Het venijn van de eikenprocessierups zit in de brandharen van de rups. Een volgroeide rups heeft er ongeveer 700.000. Deze haartjes zijn met het blote oog niet te zien. De pijlvormige brandharen met weerhaakjes dringen bij aanraking gemakkelijk in de huid, ogen en luchtwegen. Contact met brandharen kan binnen een paar uur klachten veroorzaken, zoals: (hevige) jeuk, bultjes, blaasjes, roodheid en ontsteking verschijnselen die lijken op een verkoudheid: een loopneus, kriebel in de keel, hoesten, moeilijk slikken en kortademigheid rode dikke ogen braken en duizeligheid.

Zelf klachten behandelen

Het is belangrijk om te voorkomen dat de brandharen zich verder over het lichaam verspreiden. Het is daarom goed om de huid direct na blootstelling met plakband te strippen. Daarna de huid en de ogen met lauw water afspoelen. De brandharen zijn niet gemakkelijk te verwijderen uit kleding. Het beste is om kleding die in aanraking zijn gekomen met brandharen heel grondig te wassen (liefst op 60ºC). Meestal verdwijnen de klachten binnen enkele dagen tot 2 weken vanzelf. Bij hevige jeuk kunnen middelen tegen de jeuk, zoals zalf op basis van menthol, verlichting geven. Zijn de klachten ernstiger, dan is het verstandig naar de huisarts te gaan.

Voorkomen

Gaat u naar een natuurgebied waar de eikenprocessierups voorkomt? Zorg voor goede bedekking van de hals, armen en benen en ga niet op de grond zitten. Probeer direct contact met rupsen, (oude) brandharen, spinselnesten en vervellingshuidjes zoveel mogelijk te vermijden. Maak kinderen attent op het gevaar van de eikenprocessierups. Vermijd wegen waar eikenbomen met veel eikenprocessierupsen staan. Ook oude nesten van vorig jaar bevatten veel brandharen, die kunnen verwaaien. Als u in uw eigen tuin te maken heeft met eikenbomen met eikenprocessierupsen, ga de rupsen dan niet zelf bestrijden. Huur een deskundig bedrijf in of vraag daarover advies bij uw gemeente.

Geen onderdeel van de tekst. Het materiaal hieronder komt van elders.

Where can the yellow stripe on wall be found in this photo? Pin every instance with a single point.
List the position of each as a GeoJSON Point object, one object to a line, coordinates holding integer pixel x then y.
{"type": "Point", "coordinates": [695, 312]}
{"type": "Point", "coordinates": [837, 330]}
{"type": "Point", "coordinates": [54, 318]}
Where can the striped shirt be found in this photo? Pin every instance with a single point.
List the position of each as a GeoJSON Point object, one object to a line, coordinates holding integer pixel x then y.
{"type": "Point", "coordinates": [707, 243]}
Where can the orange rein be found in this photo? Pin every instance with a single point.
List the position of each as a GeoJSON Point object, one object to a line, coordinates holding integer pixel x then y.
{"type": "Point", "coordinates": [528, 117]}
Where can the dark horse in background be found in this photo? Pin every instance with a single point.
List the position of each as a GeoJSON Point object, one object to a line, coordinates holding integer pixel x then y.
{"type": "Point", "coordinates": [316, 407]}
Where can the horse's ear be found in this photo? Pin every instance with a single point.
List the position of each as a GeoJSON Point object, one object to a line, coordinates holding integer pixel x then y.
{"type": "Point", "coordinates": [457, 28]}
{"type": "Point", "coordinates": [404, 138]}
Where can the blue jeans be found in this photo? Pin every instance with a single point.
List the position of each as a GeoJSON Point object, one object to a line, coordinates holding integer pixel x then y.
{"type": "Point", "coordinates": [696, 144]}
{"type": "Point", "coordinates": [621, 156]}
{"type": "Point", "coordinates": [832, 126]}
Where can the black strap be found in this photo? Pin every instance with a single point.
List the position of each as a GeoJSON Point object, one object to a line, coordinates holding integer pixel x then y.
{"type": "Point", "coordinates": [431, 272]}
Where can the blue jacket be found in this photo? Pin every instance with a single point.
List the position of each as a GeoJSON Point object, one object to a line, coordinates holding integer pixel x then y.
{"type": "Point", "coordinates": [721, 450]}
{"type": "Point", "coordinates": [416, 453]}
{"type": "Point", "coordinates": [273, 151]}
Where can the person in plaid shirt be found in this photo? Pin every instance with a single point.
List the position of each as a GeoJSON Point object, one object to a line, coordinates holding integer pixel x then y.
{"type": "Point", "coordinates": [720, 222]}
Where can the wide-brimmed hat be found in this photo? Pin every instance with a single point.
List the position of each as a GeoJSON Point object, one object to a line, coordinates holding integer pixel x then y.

Op de volgende locaties bestrijdt de gemeente niet:

  • Fietspad Prinsenlaan (Maartensdijk)
  • Oostveensepad (Maartensdijk)
  • Vuurschepad (Maartensdijk/ Hollandsche Rading)
  • Hoogkampsepad (Groenekan)
  • Ten noorden van de Nieuwe Weteringseweg en de carpoolstrook (Groenekan)

We bestrijden hier niet omdat de locatie niet van de gemeente De Bilt is.

Als gemeente zijn we er groot voorstander van om ongedierte op een duurzame en milieuvriendelijke manier te bestrijden. Deze werkwijze passen we daarom ook toe bij het bestrijden van de eikenprocessierups.

Op de website van de Voedsel en Waren Autoriteit, het landelijk Kennisplatform van het ministerie van LNV en op de website van de GGD vindt u alle informatie over de eikenprocessierups bij elkaar.

De gemeente De Bilt werkt samen met het bedrijf Donker Groen. Zij voeren voor ons de monitoring en bestrijding van de eikenprocessierups uit. Op de website van Donker Groen vindt u meer informatie over hun en hun werkwijze.